PRKACB is a member of the serine/threonine protein kinase family and mediates signaling via cyclic adenosine monophosphate. The two catalytic subunit alleles of protein kinase A (PKA), PKACα and PKACβ, are encoded by the PRKACA and PRKACB genes, respectively (45). L-dopa is an effective treatment for patients with PD; however, long-term therapy is associated with complications, such as L-dopa-induced dyskinesia. It has been previously reported that levodopa/Benserazide may prevent L-dopa-induced dyskinesia by inactivating the DR1/PKA/P-τ pathway in a rat model of PD (46). In the present study, PRAKCB was observed to be upregulated in PD samples when compared with normal controls, which was in accordance with the integrated analysis of mRNA expression profiles. However, the biological role of PRAKCB in PD remains to be elucidated.

In the present study, the Wnt signaling pathway was identified to be one of the significant enrichment pathways of DEGs in PD. A previous study reported that the Wnt signaling pathway potentially regulates the expression levels of the key PD protein, α-synuclein (47). Dysregulated Wnt signaling serves an important role in the progression of PD through brain inflammation and impaired adult neurogenesis. Depletion of canonical Wnt signaling components has demonstrated a neuroprotective effect on midbrain dopaminergic neurons in a mouse model of PD (48).
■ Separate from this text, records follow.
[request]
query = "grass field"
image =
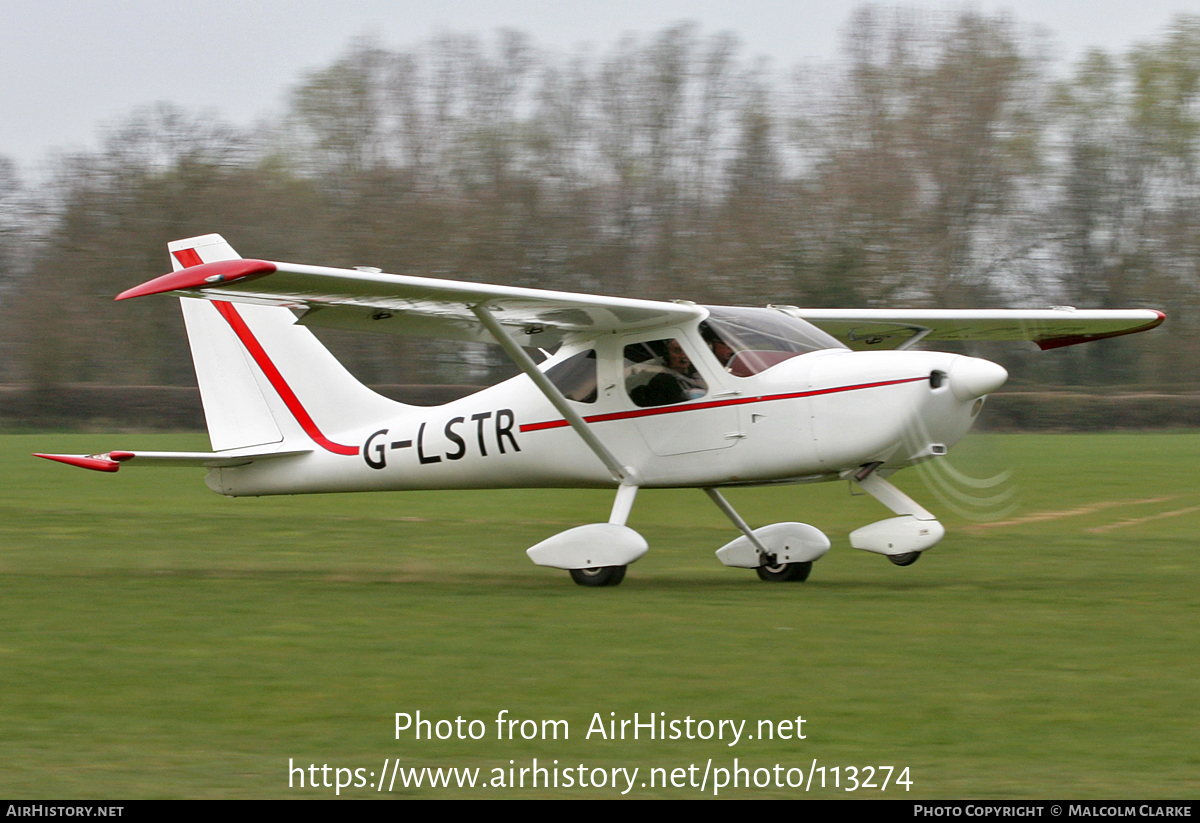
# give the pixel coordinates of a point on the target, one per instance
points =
(161, 641)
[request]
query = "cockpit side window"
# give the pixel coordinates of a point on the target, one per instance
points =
(659, 372)
(749, 341)
(576, 377)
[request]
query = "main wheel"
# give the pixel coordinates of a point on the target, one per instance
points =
(599, 575)
(785, 572)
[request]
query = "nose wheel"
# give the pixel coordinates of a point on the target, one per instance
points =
(785, 572)
(599, 576)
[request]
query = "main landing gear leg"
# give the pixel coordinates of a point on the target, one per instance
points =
(610, 575)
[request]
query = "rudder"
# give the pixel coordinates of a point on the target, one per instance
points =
(263, 378)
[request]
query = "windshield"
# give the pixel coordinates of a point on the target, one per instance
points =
(749, 341)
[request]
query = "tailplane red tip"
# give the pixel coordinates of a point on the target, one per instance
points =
(197, 277)
(94, 462)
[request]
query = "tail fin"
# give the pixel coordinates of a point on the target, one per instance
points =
(264, 379)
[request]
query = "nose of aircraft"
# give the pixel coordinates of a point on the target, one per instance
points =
(973, 377)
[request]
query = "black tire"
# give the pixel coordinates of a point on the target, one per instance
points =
(599, 575)
(785, 572)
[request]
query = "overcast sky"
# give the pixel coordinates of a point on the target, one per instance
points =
(70, 66)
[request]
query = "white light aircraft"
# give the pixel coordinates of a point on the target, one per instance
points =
(639, 394)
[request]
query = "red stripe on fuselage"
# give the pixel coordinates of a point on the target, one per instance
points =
(189, 258)
(714, 404)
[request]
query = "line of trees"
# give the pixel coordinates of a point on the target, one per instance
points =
(939, 162)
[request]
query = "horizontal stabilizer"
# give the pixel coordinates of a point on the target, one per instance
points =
(864, 329)
(112, 461)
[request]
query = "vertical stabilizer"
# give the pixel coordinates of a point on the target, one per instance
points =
(263, 378)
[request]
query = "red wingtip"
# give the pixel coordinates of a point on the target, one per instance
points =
(197, 277)
(97, 463)
(1074, 340)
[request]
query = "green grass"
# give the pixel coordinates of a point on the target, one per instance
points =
(161, 641)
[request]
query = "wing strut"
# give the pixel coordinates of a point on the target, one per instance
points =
(624, 475)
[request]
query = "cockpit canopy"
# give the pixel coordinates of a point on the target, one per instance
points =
(749, 341)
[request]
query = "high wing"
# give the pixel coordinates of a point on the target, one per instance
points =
(1049, 328)
(407, 305)
(367, 299)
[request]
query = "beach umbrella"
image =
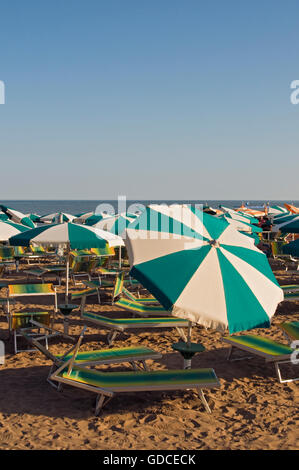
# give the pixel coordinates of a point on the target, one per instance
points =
(249, 211)
(239, 216)
(68, 235)
(277, 211)
(289, 224)
(56, 218)
(202, 269)
(80, 218)
(9, 229)
(293, 209)
(34, 217)
(3, 216)
(95, 218)
(17, 216)
(116, 224)
(242, 226)
(291, 248)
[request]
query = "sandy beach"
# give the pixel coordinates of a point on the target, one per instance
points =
(251, 409)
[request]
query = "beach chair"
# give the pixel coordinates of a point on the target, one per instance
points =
(23, 320)
(142, 300)
(107, 384)
(7, 257)
(271, 351)
(121, 325)
(83, 294)
(291, 330)
(141, 309)
(25, 290)
(135, 356)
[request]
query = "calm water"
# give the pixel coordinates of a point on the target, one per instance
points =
(76, 207)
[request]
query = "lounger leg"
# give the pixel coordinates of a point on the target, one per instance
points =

In conclusion, the present study identified a total of 292DEGs in PD. The 10 most upregulated and downregulated genes were used for PPI network construction. In this network the UCHL1, PDPK1 and PRKACB genes were identified. The results suggest that these genes may serve an important role in PD via various signaling pathways, including amoebiasis, vascular smooth muscle contraction and the Wnt signaling cascade. These results may provide an important contribution to the identification of novel therapeutic targets for PD, as well as facilitate the development of effective targeted therapies. Further investigation into their biological functions may provide an additional insight into the role of the differentially regulated genes in the pathophysiology of PD.